Help Families Create a Plan to Manage Asthma

Help Families Create a Plan to Manage Asthma

Children's hospital stresses importance of education, making significant strides controlling asthma in its patients

It's a concept children's hospitals are increasingly embracing as they address population health and social determinants of health: Meet people where they are.

Children's Hospital of Los Angeles (CHLA) is applying that approach to pediatric clinics in its health network to achieve dramatic improvements in asthma care by implementing an Asthma Action Plan.

"We understand it is a lot of work for clinic staff-they see a lot of patients during the day, and they have a lot going on," says Bhavana Arora, M.D., chief medical officer, CHLA Health System and the CHLA Health Network. "So, we're meeting them where they are and working with them so they can put it (the Asthma Action Plan) in place in a way that doesn't create additional workload."

Education, delegation vital to program success

The hospital rolled out the Asthma Action Plan to a handful of practices in its CHLA Health Network in 2018 and saw improvements in how patients controlled their asthma. The Asthma Action Plan has now expanded to nine practices with 33 pediatricians, and CHLA continues to see vastly improved metrics:

  • Baseline testing in fiscal year 2019 found 38% of patients with their asthma well-controlled; in follow-up visits, 77% of patients had well-controlled asthma.
  • Further analysis also showed more than half the patients achieved clinically significant improvements between their initial and follow-up visits.

Arora says the key to making those improvements is education. Parents and patients often don't fully understand asthma and how to properly administer the medications needed to keep it under control. Pediatricians may not have the resources-time being chief among them-to adequately educate families about asthma, according to Arora. Therefore, the Asthma Action Plan is designed to simplify family education across the CHLA network.

The educational materials are colorful and easy-to-read-and they come in English and Spanish versions. To address time scarcity for pediatricians, CHLA works with its network practices to understand their workflows and identify-as well as train-staff members to take the lead on the Asthma Action Plan.

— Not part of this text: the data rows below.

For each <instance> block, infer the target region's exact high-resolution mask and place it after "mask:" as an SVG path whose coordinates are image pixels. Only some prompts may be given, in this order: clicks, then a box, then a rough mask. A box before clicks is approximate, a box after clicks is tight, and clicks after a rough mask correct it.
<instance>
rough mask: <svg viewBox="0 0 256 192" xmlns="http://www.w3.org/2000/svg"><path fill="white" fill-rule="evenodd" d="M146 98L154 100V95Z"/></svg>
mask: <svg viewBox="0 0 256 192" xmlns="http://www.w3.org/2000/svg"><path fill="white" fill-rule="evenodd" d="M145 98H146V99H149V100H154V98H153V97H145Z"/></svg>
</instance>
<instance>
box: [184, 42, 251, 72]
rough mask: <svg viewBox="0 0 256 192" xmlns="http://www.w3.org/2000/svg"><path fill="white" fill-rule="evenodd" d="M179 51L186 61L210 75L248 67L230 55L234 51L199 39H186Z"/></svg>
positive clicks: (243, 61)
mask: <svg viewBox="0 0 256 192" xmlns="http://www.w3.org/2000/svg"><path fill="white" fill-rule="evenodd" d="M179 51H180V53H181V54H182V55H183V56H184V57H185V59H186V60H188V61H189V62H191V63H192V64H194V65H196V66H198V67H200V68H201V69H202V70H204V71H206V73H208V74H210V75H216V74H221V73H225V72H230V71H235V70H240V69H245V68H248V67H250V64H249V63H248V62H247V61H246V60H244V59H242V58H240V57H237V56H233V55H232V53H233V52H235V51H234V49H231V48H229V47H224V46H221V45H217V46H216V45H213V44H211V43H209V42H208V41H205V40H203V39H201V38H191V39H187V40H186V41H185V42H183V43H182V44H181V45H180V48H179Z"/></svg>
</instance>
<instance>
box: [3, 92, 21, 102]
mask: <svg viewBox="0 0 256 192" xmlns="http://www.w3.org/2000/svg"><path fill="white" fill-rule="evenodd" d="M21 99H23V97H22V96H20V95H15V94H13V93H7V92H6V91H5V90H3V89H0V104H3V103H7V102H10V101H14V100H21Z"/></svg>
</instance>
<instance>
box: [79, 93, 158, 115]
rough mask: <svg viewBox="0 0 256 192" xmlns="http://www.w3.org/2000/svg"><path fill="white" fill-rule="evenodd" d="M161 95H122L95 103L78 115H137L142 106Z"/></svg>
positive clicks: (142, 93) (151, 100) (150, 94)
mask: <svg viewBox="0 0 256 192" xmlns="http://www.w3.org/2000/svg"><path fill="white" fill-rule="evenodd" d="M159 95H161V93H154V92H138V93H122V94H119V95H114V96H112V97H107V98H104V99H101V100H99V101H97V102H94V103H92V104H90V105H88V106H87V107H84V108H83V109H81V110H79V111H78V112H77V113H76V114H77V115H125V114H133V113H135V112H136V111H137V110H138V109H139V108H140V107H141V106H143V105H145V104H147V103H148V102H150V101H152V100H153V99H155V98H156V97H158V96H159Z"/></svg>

"Pediatricians don't have to administer the asthma control tests and education, but they have to get comfortable training their staff to do some of that," Arora says. "It's about integrating within current workflows and understanding they need to give some of those tasks to their staff-and they will be done effectively."

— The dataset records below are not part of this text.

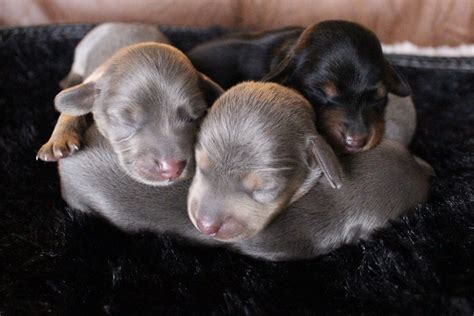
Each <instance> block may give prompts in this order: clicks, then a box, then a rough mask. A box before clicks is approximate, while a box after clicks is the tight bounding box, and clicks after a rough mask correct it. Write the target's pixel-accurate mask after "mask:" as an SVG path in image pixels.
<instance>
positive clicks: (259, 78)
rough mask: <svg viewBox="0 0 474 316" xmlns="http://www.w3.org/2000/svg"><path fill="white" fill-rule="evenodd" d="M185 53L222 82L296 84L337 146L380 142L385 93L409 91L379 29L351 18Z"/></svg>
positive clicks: (375, 143)
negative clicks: (271, 81) (390, 62)
mask: <svg viewBox="0 0 474 316" xmlns="http://www.w3.org/2000/svg"><path fill="white" fill-rule="evenodd" d="M188 56H189V58H190V59H191V61H192V62H193V64H194V65H195V66H196V68H197V69H198V70H200V71H202V72H203V73H205V74H207V75H208V76H210V77H211V78H212V79H213V80H216V81H217V82H218V83H220V84H222V85H223V86H224V87H229V86H231V85H234V84H236V83H238V82H241V81H243V80H264V81H273V82H278V83H281V84H283V85H286V86H289V87H292V88H294V89H296V90H298V91H299V92H301V93H302V94H303V95H304V96H305V97H306V98H307V99H308V100H309V101H310V102H311V104H312V105H313V106H314V109H315V111H316V114H317V115H316V119H317V122H316V126H317V127H318V130H319V132H320V133H321V134H322V135H323V136H324V137H325V138H326V140H327V141H328V142H329V143H330V144H331V145H332V146H333V148H334V149H336V150H337V151H338V152H344V153H354V152H359V151H364V150H369V149H371V148H374V147H375V146H377V145H378V144H379V143H380V141H381V139H382V136H383V134H384V114H385V108H386V105H387V98H388V93H389V92H390V93H393V94H395V95H398V96H408V95H409V94H410V88H409V86H408V84H407V83H406V81H405V80H404V79H403V77H402V76H401V75H400V74H398V73H397V72H396V71H395V69H394V68H393V67H392V66H391V65H390V64H389V62H388V61H387V60H386V59H385V58H384V56H383V53H382V49H381V45H380V42H379V40H378V39H377V37H376V35H375V34H374V33H373V32H371V31H370V30H368V29H366V28H364V27H363V26H361V25H358V24H356V23H352V22H346V21H325V22H321V23H319V24H316V25H313V26H311V27H308V28H306V29H304V30H303V29H301V28H285V29H282V30H277V31H271V32H267V33H250V34H238V35H234V36H232V35H231V36H228V37H225V38H223V39H217V40H215V41H212V42H209V43H205V44H202V45H201V46H198V47H196V48H194V49H193V50H191V51H189V53H188Z"/></svg>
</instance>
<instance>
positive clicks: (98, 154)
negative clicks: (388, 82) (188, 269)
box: [59, 83, 429, 260]
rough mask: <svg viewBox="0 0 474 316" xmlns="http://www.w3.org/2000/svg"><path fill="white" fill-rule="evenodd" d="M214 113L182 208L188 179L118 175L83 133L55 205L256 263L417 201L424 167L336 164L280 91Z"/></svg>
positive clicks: (349, 229) (205, 134) (372, 158)
mask: <svg viewBox="0 0 474 316" xmlns="http://www.w3.org/2000/svg"><path fill="white" fill-rule="evenodd" d="M214 106H215V107H214V108H212V109H211V111H210V114H209V115H208V116H207V118H206V119H205V122H204V124H203V125H202V130H201V133H200V137H199V142H198V144H199V145H198V146H199V147H198V149H197V151H196V154H197V157H198V158H197V160H198V165H199V168H198V172H197V175H196V176H195V179H194V180H193V185H192V187H191V191H190V193H189V201H190V203H189V204H187V203H186V196H187V193H188V188H189V184H190V183H189V181H184V182H180V183H176V184H175V185H173V186H168V187H150V186H146V185H143V184H140V183H137V182H135V181H133V180H132V179H131V178H130V177H128V176H127V175H126V174H124V173H123V172H120V170H118V166H119V164H120V162H119V158H118V157H117V155H116V154H115V153H114V151H113V150H112V145H111V144H110V142H109V141H107V140H106V139H105V138H104V137H103V136H102V134H101V133H99V132H98V131H97V129H96V128H95V126H92V127H91V128H89V130H88V132H87V134H86V138H85V143H86V148H85V149H84V150H82V151H80V152H78V153H76V154H75V155H73V156H71V157H69V158H68V159H64V160H61V161H60V163H59V172H60V176H61V187H62V193H63V197H64V198H65V200H66V201H67V202H68V204H69V205H71V206H72V207H73V208H76V209H79V210H83V211H86V212H97V213H98V214H100V215H102V216H104V217H105V218H107V219H108V220H110V221H111V222H112V223H114V224H115V225H117V226H119V227H121V228H122V229H125V230H129V231H137V230H151V231H155V232H170V233H175V234H178V235H181V236H184V237H187V238H190V239H191V240H193V241H196V242H199V243H204V244H208V245H219V244H224V245H227V246H228V247H232V248H234V249H236V250H238V251H240V252H242V253H245V254H249V255H252V256H255V257H260V258H265V259H268V260H283V259H298V258H308V257H312V256H315V255H318V254H321V253H324V252H326V251H328V250H330V249H333V248H335V247H337V246H339V245H340V244H342V243H345V242H351V241H353V240H356V239H357V238H360V237H365V236H367V234H368V233H369V232H370V231H372V230H373V229H375V228H377V227H381V226H383V225H384V224H385V223H386V222H387V221H388V220H389V219H392V218H395V217H396V216H398V215H399V214H401V213H402V212H403V211H405V210H408V209H409V208H412V207H414V206H415V205H417V204H418V203H421V202H423V201H424V200H425V199H426V195H427V191H428V182H427V180H428V173H429V167H427V166H425V164H422V165H420V164H419V163H417V161H416V160H415V159H414V158H413V156H412V155H411V154H409V153H408V152H407V151H406V149H404V147H403V146H402V145H400V144H399V143H396V142H392V141H385V142H383V143H382V144H381V145H380V146H379V147H377V148H375V149H374V150H372V151H368V152H364V153H361V154H357V155H350V156H347V157H343V158H341V162H342V166H343V167H341V165H340V164H339V162H338V159H337V158H336V156H335V155H334V153H333V151H332V150H331V149H330V147H329V146H328V145H327V143H326V142H325V141H324V140H323V139H322V138H321V137H320V136H319V135H318V134H317V133H316V131H315V128H314V124H313V112H312V109H311V107H310V106H309V104H308V102H307V101H306V100H305V99H304V98H302V97H301V96H300V95H299V94H297V93H296V92H294V91H292V90H290V89H287V88H284V87H281V86H278V85H276V84H270V83H244V84H241V85H238V86H236V87H235V88H233V89H231V90H229V91H228V92H226V93H225V94H224V95H223V96H222V97H221V98H220V99H219V100H218V101H217V102H216V103H215V105H214ZM374 166H376V167H374ZM425 167H426V169H425ZM322 172H324V178H323V173H322ZM335 188H339V189H335ZM291 202H293V204H292V205H291V206H290V207H289V208H288V209H287V210H285V211H283V212H281V211H282V210H283V209H284V208H287V206H288V204H289V203H291ZM188 210H189V216H190V217H191V219H192V222H193V223H196V226H198V227H199V226H200V227H199V228H200V229H202V230H204V232H205V234H203V233H201V232H200V231H198V230H197V229H196V228H195V227H194V226H193V224H192V223H191V221H190V220H189V217H188ZM198 222H199V224H198ZM219 239H220V240H219ZM221 241H226V243H221Z"/></svg>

Empowering patients and their families to control asthma

Arora says this collaborative, education-centric approach has also proven successful for CHLA's behavioral health and weight management programs. She adds family involvement is crucial to success-and it will be pivotal as the health network focuses more on behavioral health concerns in the wake of COVID-19.

"We think it's very important to be as clear as possible with families and explain the condition, what can help and what they can do about it with some concrete next steps,"Arora says. "Clearly, we're not in the home, so it's important we tell them what to do once they leave the office."